# Background
The objective of this project is to classify the overall sentiment of a tweet's context as neutral, negative, or positive using NLP classifiers. To complete, this project, we are given a dataset of 27,481 tweets, where 22,464 of those tweets were captured as having either a neutral, negative, or positive sentiment. Our goal is to use this training data of ~27.5k tweets to predict the sentiment of the 3,534 tweets in our testing data set.

# Objective
Run Affin on testing set and see how accurate it is

## Importing Libraries

In [1]:
from afinn import Afinn
import re
import numpy as np
import pandas as pd

## Read Testing Dataset

In [2]:
test = pd.read_csv("/Users/bethelikejiofor/Documents/GitHub/ENTITY-Final-Project/Data/test.csv")
test.head()

Unnamed: 0,textID,text,sentiment
0,f87dea47db,Last session of the day http://twitpic.com/67ezh,neutral
1,96d74cb729,Shanghai is also really exciting (precisely -...,positive
2,eee518ae67,"Recession hit Veronique Branquinho, she has to...",negative
3,01082688c6,happy bday!,positive
4,33987a8ee5,http://twitpic.com/4w75p - I like it!!,positive


In [3]:
# Instantiate Affin
afn = Afinn()

## Wrangling Dataset

In [4]:
def removepunct(text):
    text = re.sub(r'[^\w\s]', '', text)
    return text

In [5]:
test = test[['text', 'sentiment']]
test['text'] = test.text.astype(str).str.lower()
test['text_clean'] = test['text'].apply(removepunct)
test.head()

Unnamed: 0,text,sentiment,text_clean
0,last session of the day http://twitpic.com/67ezh,neutral,last session of the day httptwitpiccom67ezh
1,shanghai is also really exciting (precisely -...,positive,shanghai is also really exciting precisely s...
2,"recession hit veronique branquinho, she has to...",negative,recession hit veronique branquinho she has to ...
3,happy bday!,positive,happy bday
4,http://twitpic.com/4w75p - i like it!!,positive,httptwitpiccom4w75p i like it


## Affin Sentiment Analysis

In [8]:
def sentiment_analyzer(text):
    
    #compute scores (polarity) and labels
    score = afn.score(text)
    if score > 0:
        return 'positive'
    if score < 0:
        return 'negative'
    if score == 0:
        return 'neutral'

In [9]:
test['sentiment_pred'] = test['text_clean'].apply(sentiment_analyzer)

In [11]:
pos = len(test[test['sentiment']=='positive'])
pos1 = len(test[(test['sentiment']=='positive') & (test['sentiment_pred']=='positive')])
print('Positive accuracy: ',pos1/pos*100,'%' )

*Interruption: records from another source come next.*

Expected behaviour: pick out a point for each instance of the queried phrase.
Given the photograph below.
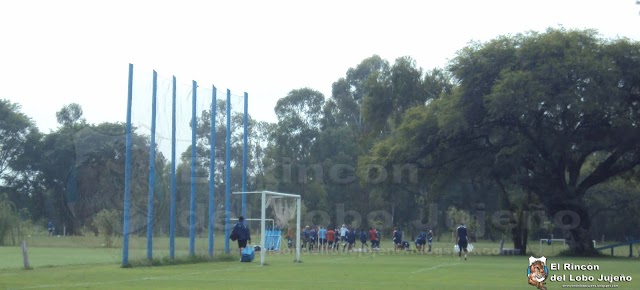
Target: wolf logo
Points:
(537, 272)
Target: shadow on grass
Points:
(167, 261)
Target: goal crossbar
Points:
(263, 218)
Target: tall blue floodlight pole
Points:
(152, 167)
(127, 173)
(192, 210)
(172, 218)
(212, 170)
(244, 156)
(227, 176)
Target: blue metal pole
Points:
(227, 177)
(172, 219)
(244, 156)
(127, 173)
(192, 211)
(212, 170)
(152, 167)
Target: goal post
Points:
(263, 218)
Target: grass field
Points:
(76, 263)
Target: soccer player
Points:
(373, 237)
(363, 239)
(305, 237)
(343, 235)
(351, 238)
(421, 240)
(50, 227)
(397, 238)
(331, 238)
(244, 235)
(313, 236)
(462, 240)
(322, 238)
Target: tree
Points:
(15, 128)
(531, 110)
(69, 115)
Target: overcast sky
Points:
(54, 53)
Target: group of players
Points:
(320, 238)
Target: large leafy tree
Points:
(530, 111)
(15, 128)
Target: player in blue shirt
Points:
(397, 238)
(322, 238)
(420, 241)
(462, 240)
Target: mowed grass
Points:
(86, 267)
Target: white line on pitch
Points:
(434, 267)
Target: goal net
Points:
(285, 207)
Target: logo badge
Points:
(537, 272)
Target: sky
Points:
(54, 53)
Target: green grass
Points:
(79, 263)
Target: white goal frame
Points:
(564, 243)
(263, 218)
(273, 222)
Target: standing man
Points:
(397, 238)
(462, 241)
(421, 240)
(331, 238)
(343, 235)
(322, 238)
(373, 237)
(243, 233)
(50, 227)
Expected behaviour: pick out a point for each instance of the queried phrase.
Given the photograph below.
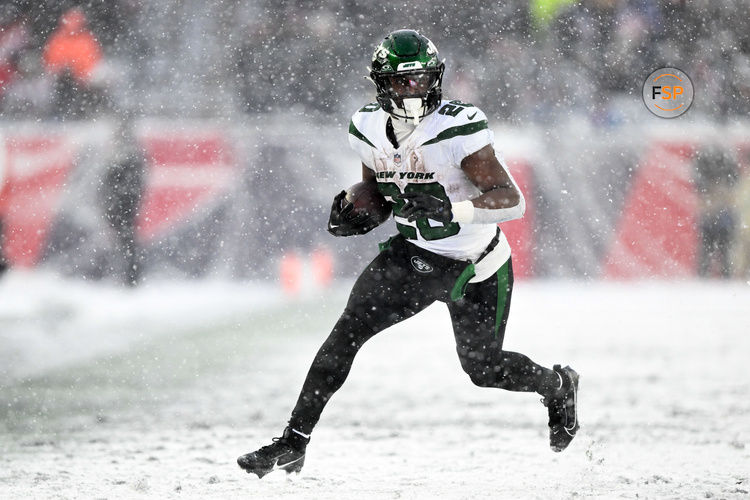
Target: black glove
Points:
(344, 222)
(419, 204)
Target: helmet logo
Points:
(409, 65)
(420, 265)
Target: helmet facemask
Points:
(409, 96)
(408, 75)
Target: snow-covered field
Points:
(153, 393)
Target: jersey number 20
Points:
(428, 232)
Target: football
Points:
(367, 199)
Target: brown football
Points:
(367, 199)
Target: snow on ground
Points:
(157, 391)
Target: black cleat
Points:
(562, 407)
(285, 453)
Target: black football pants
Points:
(393, 288)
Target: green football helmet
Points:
(408, 74)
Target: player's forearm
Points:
(497, 205)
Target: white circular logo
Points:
(668, 92)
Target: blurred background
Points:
(207, 138)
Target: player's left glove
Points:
(420, 205)
(344, 222)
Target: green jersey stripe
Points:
(356, 133)
(467, 129)
(503, 294)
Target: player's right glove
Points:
(344, 222)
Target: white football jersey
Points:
(430, 160)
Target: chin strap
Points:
(413, 109)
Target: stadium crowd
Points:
(524, 62)
(519, 60)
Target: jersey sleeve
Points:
(472, 134)
(359, 142)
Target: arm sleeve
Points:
(465, 212)
(360, 144)
(473, 134)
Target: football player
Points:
(434, 160)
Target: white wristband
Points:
(463, 212)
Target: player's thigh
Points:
(480, 317)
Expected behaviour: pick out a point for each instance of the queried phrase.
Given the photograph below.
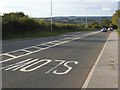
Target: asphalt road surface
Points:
(54, 62)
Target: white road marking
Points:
(9, 55)
(24, 69)
(24, 66)
(68, 70)
(94, 66)
(19, 63)
(61, 62)
(41, 49)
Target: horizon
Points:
(40, 8)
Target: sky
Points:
(42, 8)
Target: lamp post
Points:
(86, 17)
(51, 16)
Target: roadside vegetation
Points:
(115, 20)
(19, 25)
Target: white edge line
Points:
(86, 83)
(60, 42)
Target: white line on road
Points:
(55, 43)
(94, 66)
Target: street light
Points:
(86, 17)
(51, 16)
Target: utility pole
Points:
(118, 14)
(51, 17)
(86, 17)
(100, 21)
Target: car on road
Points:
(104, 29)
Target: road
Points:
(54, 62)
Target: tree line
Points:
(16, 23)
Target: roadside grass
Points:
(41, 34)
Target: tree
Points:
(115, 18)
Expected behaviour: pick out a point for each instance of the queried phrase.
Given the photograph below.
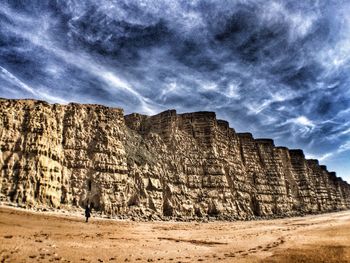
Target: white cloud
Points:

Positive accuracy:  84.49682683590208 %


In [12]:
neg = len(test[test['sentiment']=='negative'])
neg1 = len(test[(test['sentiment']=='negative') & (test['sentiment_pred']=='negative')])
print('Negative accuracy: ',neg1/neg*100,'%' )

Negative accuracy:  62.437562437562434 %


In [13]:
neu = len(test[test['sentiment']=='neutral'])
neu1 = len(test[(test['sentiment']=='neutral') & (test['sentiment_pred']=='neutral')])
print('Neutral accuracy: ',neu1/neu*100,'%' )

Neutral accuracy:  54.05594405594406 %